In my prime of parenting many small children,
rarely did a sight or sound escape me.
I could tell from the creak of a hinge,
even if my I was blow drying my hair,
which cupboard the kids were getting into.
I could tell from the shake of a box,
even if I was vaccuming the carpet,
if they were eating cereal or crackers.
I could tell by the crinkle of packaging,
even with my head stuck in the dryer,
what they were umwrapping to eat.
I could tell the difference between teasing slaps and fighting slaps.
I could tell the difference between a clean room,
and a “I shoved everything in the closet” room.
I could hide candy and presents so well,
I couldn’t find them even when I wanted to find them.
Together, Scott and I were an Army of Two.
The kids sat when we told them to sit,
they ate what we told them to eat,
they slept when we told them to sleep.
We were good.
In our day.
During the last visit with the grandkids,
we had to admit defeat.
We’ve Lost Our Touch.
I didn’t even know a chapstick was anywhere in sight.
I have failed as a Gramma.
I have a precious memory of my Grandma Geneva
teaching me how to put on lipstick.
She carefully edged my top lip with pink,
then taught me to smoosh my lips together to spread it to the lower lip.

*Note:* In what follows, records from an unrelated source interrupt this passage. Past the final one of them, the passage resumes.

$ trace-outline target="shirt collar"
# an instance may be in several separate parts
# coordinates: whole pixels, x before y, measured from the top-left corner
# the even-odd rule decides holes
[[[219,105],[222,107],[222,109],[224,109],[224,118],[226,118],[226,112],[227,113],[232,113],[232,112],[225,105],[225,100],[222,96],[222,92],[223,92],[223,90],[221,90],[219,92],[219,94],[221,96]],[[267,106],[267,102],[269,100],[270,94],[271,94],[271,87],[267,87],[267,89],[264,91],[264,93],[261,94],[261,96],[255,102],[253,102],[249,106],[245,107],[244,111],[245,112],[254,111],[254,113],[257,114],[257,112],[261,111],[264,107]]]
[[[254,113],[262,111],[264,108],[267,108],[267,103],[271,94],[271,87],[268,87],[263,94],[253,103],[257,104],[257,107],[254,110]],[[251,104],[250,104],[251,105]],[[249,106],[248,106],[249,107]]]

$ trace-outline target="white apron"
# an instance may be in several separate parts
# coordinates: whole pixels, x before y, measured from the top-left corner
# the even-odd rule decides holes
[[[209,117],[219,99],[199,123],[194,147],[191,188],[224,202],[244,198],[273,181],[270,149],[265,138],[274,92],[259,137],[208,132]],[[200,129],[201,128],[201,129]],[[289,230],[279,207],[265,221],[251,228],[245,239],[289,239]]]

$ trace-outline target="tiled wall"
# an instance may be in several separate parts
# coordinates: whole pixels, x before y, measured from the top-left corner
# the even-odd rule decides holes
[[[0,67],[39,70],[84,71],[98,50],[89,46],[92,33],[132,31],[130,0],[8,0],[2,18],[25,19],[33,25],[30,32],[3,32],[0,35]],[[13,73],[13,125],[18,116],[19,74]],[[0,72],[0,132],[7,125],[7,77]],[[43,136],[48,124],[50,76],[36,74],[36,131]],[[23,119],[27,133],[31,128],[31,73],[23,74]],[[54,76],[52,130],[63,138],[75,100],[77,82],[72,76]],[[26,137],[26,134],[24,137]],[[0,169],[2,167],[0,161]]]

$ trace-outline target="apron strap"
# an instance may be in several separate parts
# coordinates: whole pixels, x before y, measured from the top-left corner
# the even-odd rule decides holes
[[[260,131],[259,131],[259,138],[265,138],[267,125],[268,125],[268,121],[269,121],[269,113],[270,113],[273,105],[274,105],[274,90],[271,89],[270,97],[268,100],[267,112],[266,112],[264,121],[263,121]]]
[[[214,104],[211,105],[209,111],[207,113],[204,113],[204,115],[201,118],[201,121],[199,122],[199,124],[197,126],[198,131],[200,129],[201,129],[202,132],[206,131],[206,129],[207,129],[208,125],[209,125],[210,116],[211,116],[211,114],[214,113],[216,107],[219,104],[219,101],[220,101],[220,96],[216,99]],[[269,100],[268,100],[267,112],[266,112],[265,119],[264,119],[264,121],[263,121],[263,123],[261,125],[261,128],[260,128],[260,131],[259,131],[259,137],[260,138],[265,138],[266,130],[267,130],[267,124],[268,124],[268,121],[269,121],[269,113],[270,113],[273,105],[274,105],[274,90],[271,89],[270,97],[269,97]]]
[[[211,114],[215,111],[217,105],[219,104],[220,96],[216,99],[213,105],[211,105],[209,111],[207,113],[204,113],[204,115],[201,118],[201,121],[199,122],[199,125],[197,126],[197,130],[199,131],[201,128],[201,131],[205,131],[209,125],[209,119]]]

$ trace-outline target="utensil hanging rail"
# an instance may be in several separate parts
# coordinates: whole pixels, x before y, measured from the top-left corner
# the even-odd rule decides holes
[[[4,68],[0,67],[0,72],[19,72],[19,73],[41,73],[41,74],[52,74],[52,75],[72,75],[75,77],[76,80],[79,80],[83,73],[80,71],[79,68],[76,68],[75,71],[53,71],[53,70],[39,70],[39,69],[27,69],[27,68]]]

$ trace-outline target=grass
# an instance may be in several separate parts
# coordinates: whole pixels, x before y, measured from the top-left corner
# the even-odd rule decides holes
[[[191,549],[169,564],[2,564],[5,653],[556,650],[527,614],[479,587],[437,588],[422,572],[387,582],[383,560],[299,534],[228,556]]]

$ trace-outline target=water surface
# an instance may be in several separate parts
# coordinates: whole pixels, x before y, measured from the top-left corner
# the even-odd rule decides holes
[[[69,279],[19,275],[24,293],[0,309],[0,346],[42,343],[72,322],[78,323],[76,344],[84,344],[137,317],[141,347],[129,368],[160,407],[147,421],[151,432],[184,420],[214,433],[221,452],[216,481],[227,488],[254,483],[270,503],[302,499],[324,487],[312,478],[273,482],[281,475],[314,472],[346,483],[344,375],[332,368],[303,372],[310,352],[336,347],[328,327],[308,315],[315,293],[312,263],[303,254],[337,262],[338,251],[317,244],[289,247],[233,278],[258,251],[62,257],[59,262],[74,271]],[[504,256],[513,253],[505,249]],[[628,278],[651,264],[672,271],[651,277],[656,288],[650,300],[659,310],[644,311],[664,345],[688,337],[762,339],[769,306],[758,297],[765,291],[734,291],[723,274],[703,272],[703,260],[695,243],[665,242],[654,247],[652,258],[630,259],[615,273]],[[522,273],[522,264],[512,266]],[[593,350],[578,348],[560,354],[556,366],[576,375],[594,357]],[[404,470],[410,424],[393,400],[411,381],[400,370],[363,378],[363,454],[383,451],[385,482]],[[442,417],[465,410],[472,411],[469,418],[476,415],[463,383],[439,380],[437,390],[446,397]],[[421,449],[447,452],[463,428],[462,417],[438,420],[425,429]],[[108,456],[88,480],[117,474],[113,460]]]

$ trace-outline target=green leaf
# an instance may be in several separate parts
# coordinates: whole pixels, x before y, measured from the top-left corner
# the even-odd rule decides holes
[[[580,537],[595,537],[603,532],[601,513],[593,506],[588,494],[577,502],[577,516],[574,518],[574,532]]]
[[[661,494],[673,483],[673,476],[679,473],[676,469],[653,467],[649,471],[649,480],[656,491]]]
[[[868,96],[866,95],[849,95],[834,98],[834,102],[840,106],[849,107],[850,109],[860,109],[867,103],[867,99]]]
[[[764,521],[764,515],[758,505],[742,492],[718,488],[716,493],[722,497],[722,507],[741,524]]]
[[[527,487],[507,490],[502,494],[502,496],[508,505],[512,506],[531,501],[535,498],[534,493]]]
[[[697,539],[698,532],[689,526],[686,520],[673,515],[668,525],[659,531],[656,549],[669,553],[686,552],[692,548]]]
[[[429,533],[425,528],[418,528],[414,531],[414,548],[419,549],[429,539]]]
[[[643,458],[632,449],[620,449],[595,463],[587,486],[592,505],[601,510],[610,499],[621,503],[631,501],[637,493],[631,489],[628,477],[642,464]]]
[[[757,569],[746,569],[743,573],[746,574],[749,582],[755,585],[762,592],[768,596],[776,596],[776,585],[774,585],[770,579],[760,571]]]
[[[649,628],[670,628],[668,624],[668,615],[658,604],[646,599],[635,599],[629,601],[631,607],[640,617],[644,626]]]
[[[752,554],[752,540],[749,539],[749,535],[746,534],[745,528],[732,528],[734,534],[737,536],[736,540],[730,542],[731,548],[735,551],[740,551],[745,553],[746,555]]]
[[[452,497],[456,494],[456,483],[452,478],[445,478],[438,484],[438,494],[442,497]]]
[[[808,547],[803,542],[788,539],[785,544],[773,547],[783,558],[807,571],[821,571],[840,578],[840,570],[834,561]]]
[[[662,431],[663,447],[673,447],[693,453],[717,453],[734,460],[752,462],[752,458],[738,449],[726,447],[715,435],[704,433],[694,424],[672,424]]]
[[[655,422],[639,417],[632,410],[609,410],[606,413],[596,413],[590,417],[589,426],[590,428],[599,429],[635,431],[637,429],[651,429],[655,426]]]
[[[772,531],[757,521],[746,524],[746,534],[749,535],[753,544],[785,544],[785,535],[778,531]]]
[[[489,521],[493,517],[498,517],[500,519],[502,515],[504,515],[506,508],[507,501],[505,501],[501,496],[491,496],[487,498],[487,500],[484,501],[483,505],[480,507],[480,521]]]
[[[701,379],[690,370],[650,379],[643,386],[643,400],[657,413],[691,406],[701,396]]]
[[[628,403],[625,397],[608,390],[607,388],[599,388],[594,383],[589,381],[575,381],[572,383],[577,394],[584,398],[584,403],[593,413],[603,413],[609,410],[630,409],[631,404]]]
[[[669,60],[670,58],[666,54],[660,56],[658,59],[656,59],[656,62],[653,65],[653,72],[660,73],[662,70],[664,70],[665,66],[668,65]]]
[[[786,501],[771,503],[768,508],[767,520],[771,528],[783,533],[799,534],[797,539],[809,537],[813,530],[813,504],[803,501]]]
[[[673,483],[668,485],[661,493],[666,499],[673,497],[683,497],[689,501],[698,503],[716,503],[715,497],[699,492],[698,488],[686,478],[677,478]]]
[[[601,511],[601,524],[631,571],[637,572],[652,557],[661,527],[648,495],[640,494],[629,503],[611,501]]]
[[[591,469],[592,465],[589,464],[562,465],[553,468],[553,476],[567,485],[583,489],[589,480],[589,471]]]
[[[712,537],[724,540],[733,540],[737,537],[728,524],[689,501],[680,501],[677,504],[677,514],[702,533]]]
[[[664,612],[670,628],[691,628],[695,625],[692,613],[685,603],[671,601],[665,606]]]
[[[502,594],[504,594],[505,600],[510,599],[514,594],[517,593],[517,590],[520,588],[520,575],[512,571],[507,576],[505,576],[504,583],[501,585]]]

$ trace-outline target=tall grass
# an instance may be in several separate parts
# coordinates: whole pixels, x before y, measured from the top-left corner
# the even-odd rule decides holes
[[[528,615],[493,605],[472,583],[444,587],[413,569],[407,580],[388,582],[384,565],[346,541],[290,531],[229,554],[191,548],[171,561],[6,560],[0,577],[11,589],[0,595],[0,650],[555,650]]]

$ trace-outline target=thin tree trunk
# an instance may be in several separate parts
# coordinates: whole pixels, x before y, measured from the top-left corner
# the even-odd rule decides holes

I thought everyone did it that way.
Gramma was just saving money.
Most women apply lipstick to their top and bottom lips.
Brookelyn must know the Depression is over.
She used all the lipbalm she wanted,
without lessons from Gramma.
I didn’t know the fingernail polish was left at the eye-level
of a 3 year old Do-It-Yourself Diva.
She came walking into the living room with her hands folded
in front of her, as if she was praying.
Grandpa thought he was smart enough to figure this one out.
“Whatcha’ got, Brookelyn?”
She shrugged with the practiced indifference of a teenager.
“Let Grandpa see.”
He was expecting to see something IN her hands,
not all OVER her hands.
We used to have this cool rule about playing with one toy,
then putting it away before you took out another.
I promise it has been clean a few times inbetween.
When Grandpa sat on a few toys, he thought about reviving that rule.
We never used to allow toys in any rooms but the family room
and the kids’ bedrooms.
Now, every room is a play room.
They dared to leave BOTH the kids with Grandpa and Gramma one night.
At bedtime, Grandpa got the bottles ready.
I said, “Um, Scott, the kids don’t drink out of bottles anymore.
They actually haven’t for a long time.”
His response, “They do when Grandpa babysits!”
Happy grandchildren getting bedtime milk.
We were trying to get both kids in their pj’s and sitting on the couch quietly.
We’d get one settled, then lose the other one.
We’d find the missing one, then lose the settled one.
Yea, we’ve really have lost our touch,
but found a crown.
“Children’s children are the crown of old men, “
We’ve been crowned and our hearts’ desire
is to cast these crowns at the feet of the Lord Jesus
when we stand before His Holy presence in Heaven.